In the end, we can only speculate on what might prove valuable in the future. Next generations alone will be able to tell what our legacy will be. From the perspective of a hot and ice-less planet, no longer facing disasters but living them, our Cloud might tell a different story than we’d imagine. Our connected and information hungry lifestyles are leaving behind more than the noise we generate while socializing with the technology we surround ourselves with. The fluffy and spotless white cloud metaphor doesn’t suggest it, but our seemingly immaterial legacy has a dark side.
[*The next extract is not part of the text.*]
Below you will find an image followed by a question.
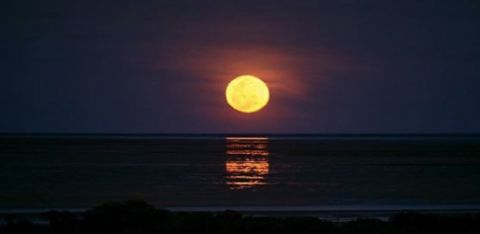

It requires massive data centers filled with energy hungry and heat producing servers. Each and every storage device in each and every server rack in need of replacement when it starts to falter. Every thing we use to connect to it will be replaced because of a desire for the latest model, or because it was built to break fast to keep sales going. The toxic e-waste resulting from this cycle of extreme consumerism is far from being processed in a sustainable way. It’s not easy to notice the dirtier sides of digital information, they are all so neatly hidden. We are exporting most of those to the less privileged parts of the world, where labor is cheap, and where there is limited regulatory oversight into health, safety and environmental impact. The export of e-waste has resulted in extreme pollution with serious negative impact on the health of locals in for instance Ghana and China. Now that regulations are getting more strict, and because we’re running out of certain metals and mining them becomes increasingly costly, have we begun to recycle a tiny amount of old hardware in the developed world, perhaps slightly diminishing pollution elsewhere but keeping the economic inequality intact. And then there’s the production of our gadgets, in need of mining for rare earth minerals, leading to environmental disasters such as the black toxic sludge lake in Baotou, China. The factories that produce our tech, such as the ones owned by the Taiwanese Foxconn, provide their workers with tiny wages and very poor working conditions.
Cerf is warning us that we could loose everything. Should we be worried or relieved?